Una vera e propria guerra culturale

ISIS e gruppi affini esprimono odio ideologico verso l'Occidente e i suoi principi, e la volontà di cancellarli

Di Kobi Michael

Kobi Michael, autore di questo articolo

Kobi Michael, autore di questo articolo

Il mondo è apparso stordito dalla recente ondata di terrorismo globale legata allo “Stato Islamico” (ISIS) e a varie organizzazioni terroristiche ad esso affiliate. Ma uno sguardo più ravvicinato alla strategia operativa del gruppo lascia pochi dubbi. Impregnata di ideologia islamista-jihadista-salafita, la logica dell’ISIS si basa sulla rete che opera su più fronti contemporaneamente, con sanguinari metodi criminali. L’ISIS impiega anche efficaci strategie mediatiche, compreso un uso sagace dei social network destinati a servire un duplice scopo: primo, generare trauma e terrore fra le popolazioni e i regimi; secondo, spronare le proprie forze e reclutare nuovi combattenti ansiosi di giurare fedeltà allo Stato Islamico e al suo “califfato”.

L’Occidente fatica a comprendere questo fenomeno e le sue conseguenze, e in alcuni casi vive nel totale diniego. L’Occidente preferisce vedere l’ISIS come una minaccia militare, ignorando in questo modo l’ideologia politica che rappresenta in nome dell’islam. Lo Stato Islamico si batte per minare l’ordine mondiale esistente, basato sul concetto di stato-nazione, cancellare i confini esistenti e annullare le nazioni arabe, in particolare le monarchie, che considera alla stregua di entità eretiche. Quello che sta facendo è promuovere una vera e propria guerra culturale. Gli sforzi per dare vita al califfato islamico e riconquistare i fondamenti dell’islam esprimono un odio feroce verso l’Occidente e i suoi principi, e la volontà di cancellarli. E questo altro non è che uno scontro fra opposte concezioni della civiltà.

Una vera e propria guerra culturale – Siria, 2 luglio: jihadisti dello “Stato Islamico” (ISIS) distruggono antichi reperti artistici nella città di Palmira

Una vera e propria guerra culturale – Siria, 2 luglio: jihadisti dello “Stato Islamico” (ISIS) distruggono antichi reperti artistici nella città di Palmira

Spinti dall’ideologia fondamentalista, i militanti dello Stato Islamico tornano ai rispettivi paesi d’origine, dopo aver combattuto nelle sue prime linee, decisi a costituire cellule locali al solo scopo di terrorizzare la popolazione e incoraggiare i musulmani fanatici che vivono in quelle nazioni.

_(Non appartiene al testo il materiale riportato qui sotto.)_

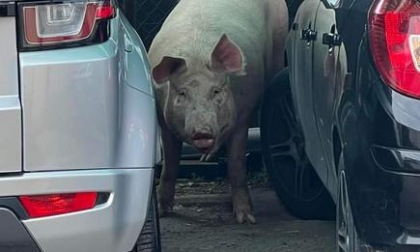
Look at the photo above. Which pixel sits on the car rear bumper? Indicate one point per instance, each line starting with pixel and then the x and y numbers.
pixel 112 226
pixel 385 173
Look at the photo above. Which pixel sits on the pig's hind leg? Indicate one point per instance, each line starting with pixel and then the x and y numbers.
pixel 241 200
pixel 172 148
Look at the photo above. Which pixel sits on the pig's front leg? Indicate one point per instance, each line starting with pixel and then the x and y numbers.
pixel 172 148
pixel 241 200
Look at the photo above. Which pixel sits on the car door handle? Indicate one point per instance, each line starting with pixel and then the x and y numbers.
pixel 309 35
pixel 331 39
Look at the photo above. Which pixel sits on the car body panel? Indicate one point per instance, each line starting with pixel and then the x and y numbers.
pixel 77 119
pixel 10 109
pixel 377 128
pixel 82 107
pixel 112 226
pixel 301 51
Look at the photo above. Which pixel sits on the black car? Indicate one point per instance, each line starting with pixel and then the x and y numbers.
pixel 341 124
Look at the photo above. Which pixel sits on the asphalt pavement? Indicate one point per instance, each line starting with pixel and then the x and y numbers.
pixel 204 222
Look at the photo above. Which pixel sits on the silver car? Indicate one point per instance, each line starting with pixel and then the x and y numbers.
pixel 78 132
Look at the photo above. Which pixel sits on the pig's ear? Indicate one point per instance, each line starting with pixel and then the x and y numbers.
pixel 228 57
pixel 167 66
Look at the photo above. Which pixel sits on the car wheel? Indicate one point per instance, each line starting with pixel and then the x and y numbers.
pixel 292 175
pixel 149 238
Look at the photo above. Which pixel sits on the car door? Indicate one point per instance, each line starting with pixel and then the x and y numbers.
pixel 300 49
pixel 326 51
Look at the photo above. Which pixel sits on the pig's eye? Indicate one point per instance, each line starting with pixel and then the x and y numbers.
pixel 182 93
pixel 216 91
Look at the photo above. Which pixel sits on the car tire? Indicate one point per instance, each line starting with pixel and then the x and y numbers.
pixel 149 238
pixel 294 179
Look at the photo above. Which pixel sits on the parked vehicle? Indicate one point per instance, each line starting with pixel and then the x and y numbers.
pixel 78 139
pixel 341 123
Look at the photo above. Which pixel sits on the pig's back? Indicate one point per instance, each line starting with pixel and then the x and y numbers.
pixel 194 27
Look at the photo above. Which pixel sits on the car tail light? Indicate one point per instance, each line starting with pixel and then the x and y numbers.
pixel 54 204
pixel 55 24
pixel 394 36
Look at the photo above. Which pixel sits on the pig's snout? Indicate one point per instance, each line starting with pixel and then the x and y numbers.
pixel 203 141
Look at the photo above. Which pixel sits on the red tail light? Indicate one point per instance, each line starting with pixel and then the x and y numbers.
pixel 394 34
pixel 54 204
pixel 50 24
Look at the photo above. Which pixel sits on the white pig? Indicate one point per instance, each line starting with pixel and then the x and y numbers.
pixel 210 62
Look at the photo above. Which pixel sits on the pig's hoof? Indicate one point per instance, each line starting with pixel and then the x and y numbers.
pixel 206 157
pixel 245 216
pixel 165 211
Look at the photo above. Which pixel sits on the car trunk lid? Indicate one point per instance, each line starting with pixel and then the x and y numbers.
pixel 10 108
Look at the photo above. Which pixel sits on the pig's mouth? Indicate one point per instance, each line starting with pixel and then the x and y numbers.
pixel 203 142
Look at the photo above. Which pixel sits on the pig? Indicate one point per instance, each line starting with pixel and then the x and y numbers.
pixel 210 62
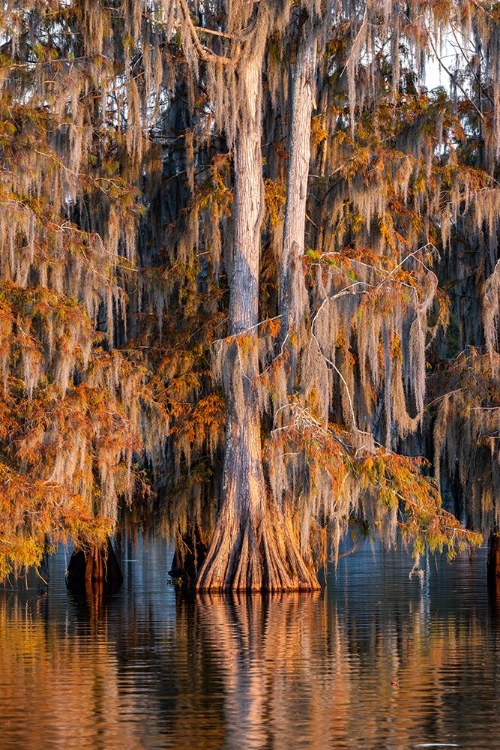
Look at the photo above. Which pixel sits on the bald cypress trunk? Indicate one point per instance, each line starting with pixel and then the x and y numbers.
pixel 293 298
pixel 253 547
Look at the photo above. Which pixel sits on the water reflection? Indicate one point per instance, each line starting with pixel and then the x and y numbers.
pixel 376 661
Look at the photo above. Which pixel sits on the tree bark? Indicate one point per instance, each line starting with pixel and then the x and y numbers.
pixel 293 295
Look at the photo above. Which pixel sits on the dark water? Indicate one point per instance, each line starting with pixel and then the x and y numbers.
pixel 379 660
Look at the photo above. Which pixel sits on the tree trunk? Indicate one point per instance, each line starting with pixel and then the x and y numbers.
pixel 494 561
pixel 253 546
pixel 98 565
pixel 293 294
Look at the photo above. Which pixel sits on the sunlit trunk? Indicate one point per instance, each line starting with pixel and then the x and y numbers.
pixel 293 298
pixel 253 547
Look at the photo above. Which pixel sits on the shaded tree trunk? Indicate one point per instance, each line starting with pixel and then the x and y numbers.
pixel 98 565
pixel 190 553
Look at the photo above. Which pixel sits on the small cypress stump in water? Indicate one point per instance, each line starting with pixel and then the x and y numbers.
pixel 190 552
pixel 494 562
pixel 99 565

La percezione del tempo e dello spazio dello Stato Islamico deriva da un profondo senso religioso della storia: il gruppo si sente investito di una lotta a lungo termine, in quanto mira sia a sconfiggere l’Occidente che a installare un governo islamico, non necessariamente nel tempo di questa generazione.

La Tunisia non può combattere da sola lo Stato Islamico, la Francia non può contrastare la crescente radicalizzazione islamica della sua comunità musulmana, l’Iraq perde letteralmente terreno di fronte al gruppo e i curdi possono al massimo proteggere il loro territorio. Combattere lo Stato Islamico richiede una collaborazione regionale e internazionale guidata dall’Occidente e dalle potenze regionali. Richiede inoltre leadership e determinazione.

Non si può non vedere il collegamento fra l’attività di lobbying della Francia al Consiglio di Sicurezza delle Nazioni Unite circa il conflitto israelo-palestinese e la situazione che Parigi si trova ad affrontare: gran parte degli sforzi della Francia hanno evidentemente lo scopo di placare le forze che ribollono al suo interno. Ma è solo un’illusione. Non è questo il modo di contrastare le minacce che incombono dall’interno e dall’esterno.

L’attacco che la settimana scorsa ha portato anche in terra francese l’orrore delle decapitazioni non è che l’ultimo di una serie di attentati terroristici che hanno colpito la Francia e altri paesi europei. Ogni volta, però, la necessità di mantenersi politicamente corretti e la paralizzante paura di potenziali tumulti ad opera delle locali comunità musulmane hanno decurtato gli sforzi dei leader europei per combattere il terrorismo interno ed esterno.

Forse gli ultimi tragici eventi spingeranno l’opinione pubblica a imporre la sua volontà ai decisori, e finalmente maturerà la consapevolezza che la lotta contro lo Stato Islamico è una guerra da condurre in nome dalla cultura occidentale nel senso più ampio del termine, contro coloro che cercano di sradicarla.

Una volta capito che si tratta di una battaglia esistenziale – e prima o poi verrà capito – lo smarrimento sarà sostituito dalla determinazione, con tutto ciò che comporta. Fino ad allora, però, altro sangue verrà versato.